季節外れの花が咲く異変を解決するため、神社を出たのは良いけれど……未だに手掛かり一つ掴めていない。

幻想郷の各地を飛び回ったけど、何処も似た様な光景が広がっていて、手掛かりになりそうな物は何も無かった。

……先に飛び出していったリュウは、今はどこら辺を飛んでいるのかしら。

さっき永遠亭の輝夜から聞いた話だと、異変について知っていそうな奴を捜しに出たとか言っていたわね。

勢い良く出て行ったけど、何処に行けば良いのか分からず途方にくれてないと良いけれど……。

 

「……って、今はアイツと競争してるのに、なんで心配しないといけないのよ」

 

私は考えを掻き消すように首を振って、また宛も無く幻想郷の空を飛び始めた。

今の幻想郷は、地上には花々が咲き乱れていて、空中には人魂が溢れかえっている。

人魂なんて得に珍しいものじゃないけど、コレだけ沢山浮んでいるのは流石に初めてみる。

普通ならお迎えが来てあの世に送る筈だけど、浮んでいる人魂の数が減った様子はない。

 

全く、死者をあの世に運ぶのは死神の仕事なのに、なんで私が溢れた人魂の事まで調べないといけないのよ。

こう言う事しか仕事も無いんだから、真面目に仕事をして、さっさと数を減らして欲しいわ。

……もしかして、ちゃんと仕事をして無いから人魂が溢れかえっているのかしら?

だとしたら、咲き乱れている花は一体如何言う事に為るのかしらね。

二つの異変が別々のモノとは思えないから、何らかの関係性があると思うのだけど……。

 

「う~ん……」

 

私はその場で静止し、花と人魂の関係性に付いて考え始めた。

自然のものである植物が季節を間違えたとは考え難い、大体の原因は浮んでいる人魂にあると思う。

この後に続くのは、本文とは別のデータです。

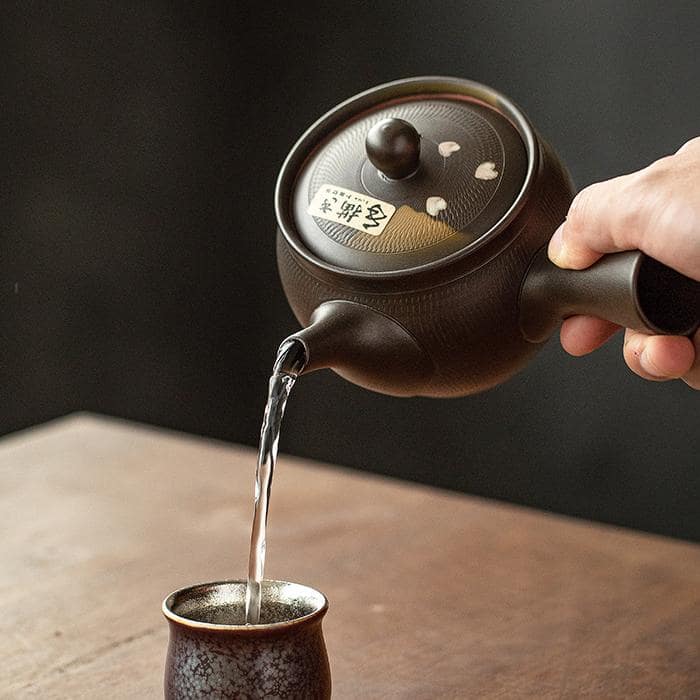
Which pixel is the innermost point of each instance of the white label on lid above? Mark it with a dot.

でも、死者の魂に出来る事なんて、何かに憑く位の事しか出来ない筈だし…………もしかして―――

 

「こんにちわ! 『文々。新聞』です!!」

「キャアッ?!」

 

もう少しで考えが纏まると言った所で、いきなり後ろから誰かに声を掛けられてしまった。

考えに熱中していた私は、背後から掛けられた声に驚いて、情けなく悲鳴を挙げてしまう。

一体誰が声を掛けてきたのか確かめる為、後ろを振り向いてみると其処に居たのは、写真機に手帖を持った、白い服に黒いスカートを穿いた黒髪の天狗だった。

 

「いきなり何の用よ天狗」

 

私はさっきの悲鳴を無かった事にしながら、何時もの調子で天狗に話しかけた。

 

「いや~、珍しい方が居たものですから、つい声を掛けてしまいました。さっきのは可愛い悲鳴でしたね」

「……アレを記事にしたらアンタの命は無いわよ」

「わ、分かりました!!」

 

命知らずの天狗を軽く脅してやると、天狗は慌てた様子で直ぐに承諾してきた。

コイツだけじゃないけど、天狗たちと言うのは強者には礼儀正しいけど、弱者には強気に出ると事があるのよね。

分かり易い連中だけど、色々とめんどくさい連中だから余り関わりたくない。

 

「それで何の用」

「こんな所で巫女が立っていたら、記者として取材するしかないじゃないですか」

「今すぐ巣に帰れ天狗」

「そんな冷たい事を言わずに、少しだけで良いですから、ね?」

「……ホントにめんどくさいわね」

 

諦める気のに天狗にウンザリしながら、私は吐き捨てるように一言呟いた。

 

「時間は取りませんので、お願いします!」

「……………」

 

食い下がってくる天狗を如何しようか考えていたら、ふと何かを忘れているような気がした。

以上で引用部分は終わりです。